On Mon, 27 Aug 2007 13:57:42 -0700
Joe Perches <[EMAIL PROTECTED]> wrote:

> On Mon, 2007-08-27 at 13:41 -0700, David Miller wrote:
> > From: Johannes Berg <[EMAIL PROTECTED]>
> > Date: Mon, 27 Aug 2007 12:54:09 +0200
> > > #define MAC_FMT "%s"
> > > #define MAC_ARG(a) ({char __buf[18]; print_mac(a, __buf); __buf;})
> 
> > I don't think this works.
> 
> $ cat test_fmt.c
> #include <stdio.h>
> #include <stdlib.h>
> 
> #define MAC_FMT "%s"
> #define MAC_ARG(a) ({char __buf[18]; print_mac(a, __buf); __buf;})
> 
> int print_mac(const char* p, char* b)
> {
>   return sprintf(b, "%02x:%02x:%02x:%02x:%02x:%02x",
>                p[0], p[1], p[2], p[3], p[4], p[5]);
> }
> 
> int main(int argc, char** argv)
> {
>   char m1[6] = {1,2,3,4,5,6};
>   char m2[6] = {6,5,4,3,2,1};
> 
>   printf("m1: " MAC_FMT " m2: " MAC_FMT "\n", MAC_ARG(m1), MAC_ARG(m2));
>   return 0;
> }
> 
> $ gcc test_fmt.c
> $ ./a.out
> m1: 01:02:03:04:05:06 m2: 06:05:04:03:02:01

As Dave said, you are passing out a variable which is no longer valid outside
of it's scope. GCC today may accidentally allow it or it might work, but it
is only because of a GCC bug.

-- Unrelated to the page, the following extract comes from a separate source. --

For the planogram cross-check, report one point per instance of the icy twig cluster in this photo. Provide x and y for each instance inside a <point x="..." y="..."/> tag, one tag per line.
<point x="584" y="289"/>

If I recall discussions about some of the
recent kernel space bloat, GCC doesn't reuse space for variables declared
in subblocks.

I.e:
int foo(int x) {
        if (x) {
            char block1[1024];
                ...
        } else {
            char block2[128];
        }

}

Compiler should be able to use same stack space for block1/block2 and only grow
stack by 1K. But it probably isn't that smart.